What many investors don’t realize is how long it will take these stocks to get into mainstream tech or international indexes tracked by popular ETFs. Inching into big indexes takes years, and often inclusion comes only after they show the capacity to grow on their way to maturity. Even then, many of the companies get a miniscule weighting in the big indexes.

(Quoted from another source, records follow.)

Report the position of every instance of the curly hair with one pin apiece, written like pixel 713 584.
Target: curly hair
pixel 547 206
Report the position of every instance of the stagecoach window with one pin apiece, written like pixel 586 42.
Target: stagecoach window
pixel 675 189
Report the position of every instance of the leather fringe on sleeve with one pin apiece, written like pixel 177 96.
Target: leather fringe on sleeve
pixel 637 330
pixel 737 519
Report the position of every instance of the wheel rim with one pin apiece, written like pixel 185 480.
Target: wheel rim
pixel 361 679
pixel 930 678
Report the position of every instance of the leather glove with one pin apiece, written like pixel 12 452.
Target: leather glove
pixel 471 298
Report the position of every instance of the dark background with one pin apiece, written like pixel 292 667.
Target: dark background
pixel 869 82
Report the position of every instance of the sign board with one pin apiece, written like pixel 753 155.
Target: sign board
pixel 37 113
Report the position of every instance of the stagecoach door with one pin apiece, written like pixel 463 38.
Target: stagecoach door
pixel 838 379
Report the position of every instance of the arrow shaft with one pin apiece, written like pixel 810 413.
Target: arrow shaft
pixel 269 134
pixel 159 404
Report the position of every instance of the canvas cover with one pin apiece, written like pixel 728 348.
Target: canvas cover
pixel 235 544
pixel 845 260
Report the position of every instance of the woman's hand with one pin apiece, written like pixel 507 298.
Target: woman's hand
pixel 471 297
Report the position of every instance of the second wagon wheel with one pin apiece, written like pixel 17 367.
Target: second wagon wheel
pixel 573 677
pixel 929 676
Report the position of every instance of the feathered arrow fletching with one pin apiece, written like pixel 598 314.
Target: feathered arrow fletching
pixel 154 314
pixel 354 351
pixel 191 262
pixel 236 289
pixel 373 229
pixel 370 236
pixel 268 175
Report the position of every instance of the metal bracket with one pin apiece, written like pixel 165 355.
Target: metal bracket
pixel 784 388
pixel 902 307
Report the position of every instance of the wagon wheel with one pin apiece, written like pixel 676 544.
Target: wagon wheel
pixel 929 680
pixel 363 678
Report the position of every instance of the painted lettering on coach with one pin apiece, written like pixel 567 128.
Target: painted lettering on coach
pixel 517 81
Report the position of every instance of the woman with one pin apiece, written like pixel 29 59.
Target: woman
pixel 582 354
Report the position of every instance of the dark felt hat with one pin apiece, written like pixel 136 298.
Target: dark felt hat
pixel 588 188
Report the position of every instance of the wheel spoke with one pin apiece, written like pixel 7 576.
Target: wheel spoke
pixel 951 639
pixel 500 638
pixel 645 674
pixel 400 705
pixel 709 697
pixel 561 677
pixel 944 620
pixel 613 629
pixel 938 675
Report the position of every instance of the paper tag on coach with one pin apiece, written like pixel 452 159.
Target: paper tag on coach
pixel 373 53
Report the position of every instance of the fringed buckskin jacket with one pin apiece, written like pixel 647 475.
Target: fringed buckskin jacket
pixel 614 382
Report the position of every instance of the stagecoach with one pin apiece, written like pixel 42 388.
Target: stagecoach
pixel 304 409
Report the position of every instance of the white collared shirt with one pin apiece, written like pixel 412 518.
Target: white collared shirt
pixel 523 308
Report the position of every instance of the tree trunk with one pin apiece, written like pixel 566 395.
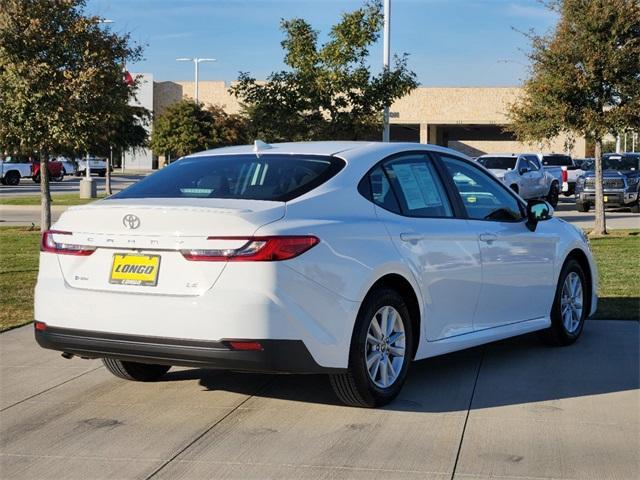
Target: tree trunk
pixel 45 194
pixel 107 185
pixel 600 226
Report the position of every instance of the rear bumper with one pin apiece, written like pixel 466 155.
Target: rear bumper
pixel 276 356
pixel 613 199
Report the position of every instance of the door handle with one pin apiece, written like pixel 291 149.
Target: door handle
pixel 488 237
pixel 411 237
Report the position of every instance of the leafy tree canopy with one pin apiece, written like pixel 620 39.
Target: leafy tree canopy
pixel 329 91
pixel 585 76
pixel 61 79
pixel 186 127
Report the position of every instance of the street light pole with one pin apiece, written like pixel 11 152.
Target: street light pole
pixel 385 60
pixel 196 62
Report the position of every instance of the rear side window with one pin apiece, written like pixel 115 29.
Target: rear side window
pixel 268 177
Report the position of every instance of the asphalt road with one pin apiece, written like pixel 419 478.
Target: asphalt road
pixel 514 409
pixel 69 185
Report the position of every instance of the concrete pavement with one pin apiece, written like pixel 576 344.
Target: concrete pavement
pixel 513 409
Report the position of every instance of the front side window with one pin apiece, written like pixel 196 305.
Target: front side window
pixel 557 161
pixel 534 164
pixel 484 198
pixel 498 163
pixel 249 177
pixel 417 186
pixel 621 162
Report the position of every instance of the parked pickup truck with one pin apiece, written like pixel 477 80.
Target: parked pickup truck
pixel 569 171
pixel 13 168
pixel 56 172
pixel 621 183
pixel 97 166
pixel 524 174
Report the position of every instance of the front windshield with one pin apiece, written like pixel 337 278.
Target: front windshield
pixel 621 162
pixel 498 163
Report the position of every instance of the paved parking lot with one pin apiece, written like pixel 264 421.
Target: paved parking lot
pixel 70 184
pixel 514 409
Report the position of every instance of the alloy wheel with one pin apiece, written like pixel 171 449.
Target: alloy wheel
pixel 571 302
pixel 385 347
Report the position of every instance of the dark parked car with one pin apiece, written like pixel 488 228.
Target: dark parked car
pixel 621 177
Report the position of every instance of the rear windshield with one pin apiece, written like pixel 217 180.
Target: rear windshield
pixel 268 177
pixel 557 161
pixel 498 163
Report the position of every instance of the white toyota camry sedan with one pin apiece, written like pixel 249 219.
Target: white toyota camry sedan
pixel 346 258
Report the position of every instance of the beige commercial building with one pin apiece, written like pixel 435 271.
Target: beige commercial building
pixel 470 120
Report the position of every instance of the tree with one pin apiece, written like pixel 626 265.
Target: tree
pixel 329 91
pixel 585 79
pixel 61 80
pixel 186 127
pixel 128 133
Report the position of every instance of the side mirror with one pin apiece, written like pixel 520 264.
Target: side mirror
pixel 537 211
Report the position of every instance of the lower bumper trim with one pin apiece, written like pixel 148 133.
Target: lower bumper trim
pixel 276 356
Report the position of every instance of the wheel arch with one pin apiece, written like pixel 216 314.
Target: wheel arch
pixel 579 256
pixel 400 284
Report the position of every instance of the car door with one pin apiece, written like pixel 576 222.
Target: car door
pixel 526 185
pixel 517 264
pixel 438 247
pixel 537 177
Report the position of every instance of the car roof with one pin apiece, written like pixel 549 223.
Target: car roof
pixel 505 155
pixel 302 148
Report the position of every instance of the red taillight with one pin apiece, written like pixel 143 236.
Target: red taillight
pixel 48 244
pixel 244 345
pixel 256 249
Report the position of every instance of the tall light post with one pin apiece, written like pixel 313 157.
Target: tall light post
pixel 385 61
pixel 196 61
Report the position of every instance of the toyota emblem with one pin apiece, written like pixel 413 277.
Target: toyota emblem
pixel 131 221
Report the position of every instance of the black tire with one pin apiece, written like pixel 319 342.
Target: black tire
pixel 355 387
pixel 557 334
pixel 554 195
pixel 140 372
pixel 12 178
pixel 583 207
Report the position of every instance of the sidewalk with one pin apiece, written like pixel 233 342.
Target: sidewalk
pixel 514 409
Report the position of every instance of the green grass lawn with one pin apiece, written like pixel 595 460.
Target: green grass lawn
pixel 617 255
pixel 65 199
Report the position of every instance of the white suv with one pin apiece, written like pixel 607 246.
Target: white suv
pixel 524 174
pixel 346 258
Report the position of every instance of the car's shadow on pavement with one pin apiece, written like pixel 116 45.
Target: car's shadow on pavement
pixel 516 371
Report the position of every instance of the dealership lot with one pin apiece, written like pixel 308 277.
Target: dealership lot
pixel 513 409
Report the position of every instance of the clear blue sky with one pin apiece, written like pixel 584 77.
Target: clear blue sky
pixel 450 42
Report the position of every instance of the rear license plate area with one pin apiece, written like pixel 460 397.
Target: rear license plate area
pixel 140 270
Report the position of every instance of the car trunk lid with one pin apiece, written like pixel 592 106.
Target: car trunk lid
pixel 139 233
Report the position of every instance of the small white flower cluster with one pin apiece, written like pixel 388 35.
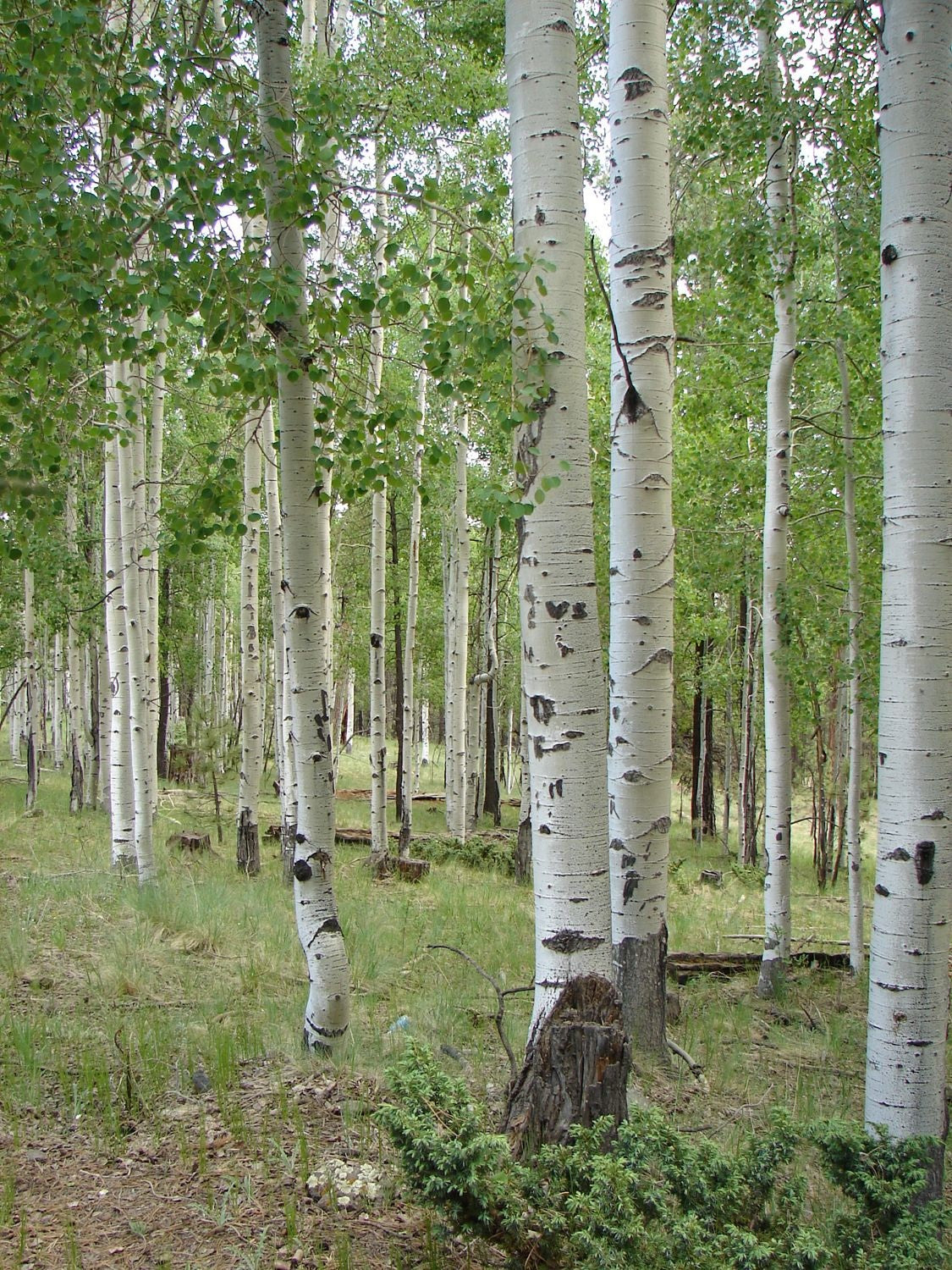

Those growth spurts, however, come with extra volatility, or more dramatic moves both up and down. Many thematic ETFs that track these momentum-type companies and industries have about double the volatility of the S&P 500 Index. GAMR is about 2.5 times more volatile than most large-cap indices. The index the ETF tracks is dynamic, meaning that it continually kicks out the weak links and adds more promising prospects. That's a good strategy for a growing industry like gaming. On the downside, however, GAMR is more expensive than ETFs that passively track an index—by a lot. GAMR's expense ratio of 0.75 percent is quadruple the average asset-weighted fee for an equity ETF.

Lassoing up-and-coming industries not yet in reach of bigger ETFs has worked well for PureFunds before. It had a huge hit with the PureFunds CyberSecurity ETF (HACK). Cybersecurity and online gamers? One could argue there might be some overlap there.